Peut-on enfin évoquer Laura ou Whirlpool sans parler de Gene Tierney dont le charme et la beauté s’accompagnent d’une manière de fêlure intérieure que la « vraie vie » n’aura ensuite de cesse d’élargir ? Bien que ce soit Sternberg qui l’ait révélée avec Shanghai Gesture en 1941, c’est avec Preminger qu’elle s’est épanouie et que son  personnage s’est en quelque sorte installé, avec une fragilité et une ambiguïté qui peuvent la mener ailleurs (voir ainsi l’admirable Péché mortel/Leave Her to Heaven, de John M. Stahl, 1945) aux frontières du meurtre, de la folie, de la perversité et de la mort. C’est aussi à elle que Laura doit son aura magique.



[1] A cette époque-là, qu’on pourrait appeler l’âge d’or des studios, le producteur était un employé sous contrat comme un autre, responsable de la production d’un film, c'est-à-dire de sa conception et de sa réalisation  --  et donc placé directement au-dessus du metteur en scène. Il dépendait lui-même d’un producteur exécutif (executive) soumis à son tour à un vice-président chargé de la production. A la Fox, avec laquelle Preminger était alors sous contrat, c’était le célèbre Darryl F. Zanuck qui occupait ce poste (après avoir été un brillant executive à la Warner) où il affirmait une claire volonté interventionniste.
[2] Sur la genèse du film et les différents états du scénario, on lira avec profit le texte définitif et indispensable écrit par Jacques Lourcelles pour L’Avant-scène Cinéma (n°211-212, juillet-septembre 1978), « Laura : scénario d’un scénario ». Lourcelles y reprend lui-même un certain nombre d‘informations extraites des mémoires du cinéaste publiée en 1977 (Otto Preminger, Autobiographie, traduction française par André-Charles Cohen,  J.C. Lattès, 1981).
[3] Lourcelles, op.cit., p.6.
[4] Ibid., p.7.
[5] « Lorsque les répétitions commencèrent, les acteurs eurent tous une réaction hostile, à l’exception de Clifton Webb. J’appris par la suite que Mamoulian les avait convoqués individuellement pour les avertir que je n’aimais pas leur jeu et que j’étais prêt à les renvoyer. » (Preminger, op.cit., p.90).
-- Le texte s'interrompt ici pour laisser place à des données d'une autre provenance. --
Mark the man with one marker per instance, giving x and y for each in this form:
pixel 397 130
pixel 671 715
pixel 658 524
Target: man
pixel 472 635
[6] Contrairement à ce qu’affirme, contre toute évidence, Tom Milne dans la monographie qu’il a consacrée à Mamoulian (Thames and Hudson, 1969, p. 173). Lourcelles cite un témoignage direct de Mamoulian lui-même confirmant « qu’aucun plan de lui ne subsiste dans la version connue du film » (Ibid., p.8).
[7] « - Formidable ! Formidable ! Félicitations, Darryl. Excepté la fin. Je n’ai pas compris. Je n’ai vraiment pas compris. » (Preminger, op.cit., p.92).
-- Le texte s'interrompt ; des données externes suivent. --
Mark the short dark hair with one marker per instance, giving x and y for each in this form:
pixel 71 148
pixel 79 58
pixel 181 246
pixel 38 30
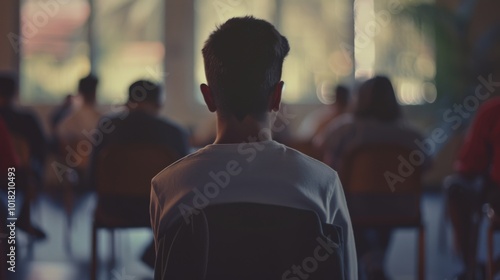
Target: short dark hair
pixel 377 100
pixel 144 91
pixel 243 62
pixel 8 85
pixel 87 87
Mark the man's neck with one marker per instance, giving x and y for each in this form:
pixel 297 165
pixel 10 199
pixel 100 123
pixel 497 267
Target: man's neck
pixel 232 131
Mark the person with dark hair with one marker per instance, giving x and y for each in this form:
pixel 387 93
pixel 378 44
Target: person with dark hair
pixel 243 64
pixel 140 123
pixel 377 119
pixel 31 146
pixel 84 117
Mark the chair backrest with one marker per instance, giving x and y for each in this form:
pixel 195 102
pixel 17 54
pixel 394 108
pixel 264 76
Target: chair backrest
pixel 126 170
pixel 250 241
pixel 382 185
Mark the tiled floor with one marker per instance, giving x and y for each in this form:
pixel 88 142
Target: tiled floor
pixel 65 254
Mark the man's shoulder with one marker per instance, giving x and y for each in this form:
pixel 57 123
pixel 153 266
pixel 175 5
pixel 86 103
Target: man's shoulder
pixel 311 162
[8] Propos recueillis par Michel Ciment, Gérard Legrand et Jean-Paul Török, in Positif, n°128, juin 1971, p.25.
[9] Provoquant le faux-raccord dont j’ai déjà parlé. On peut regretter cette coupe que rien ne justifie.
[10] Op. cit., p.10.
[11] Il est au contraire obèse dans le roman de Vera Caspary et Preminger refusa pour le rôle Laird Cregar à l’image de « dur » trop affirmée (voir Preminger, op. cit., p.85).
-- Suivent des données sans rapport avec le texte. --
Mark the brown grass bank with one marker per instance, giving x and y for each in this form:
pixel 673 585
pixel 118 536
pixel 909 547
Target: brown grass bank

[12] Jacques Lourcelles, Otto Preminger, Seghers, 1965, p.42.
[13] Où l’on retrouve la situation type de la pure héroïne prise entre une fée perverse (Waldo Lydecker) et le prince charmant (McPherson). Mais l’analogie vaut aussi pour Whirlpool, et même si le poids du passé de l’héroïne (psychanalyse oblige) entache quelque peu sa pureté, sorcière (Korvo) et prince charmant (son mari) sont bien là.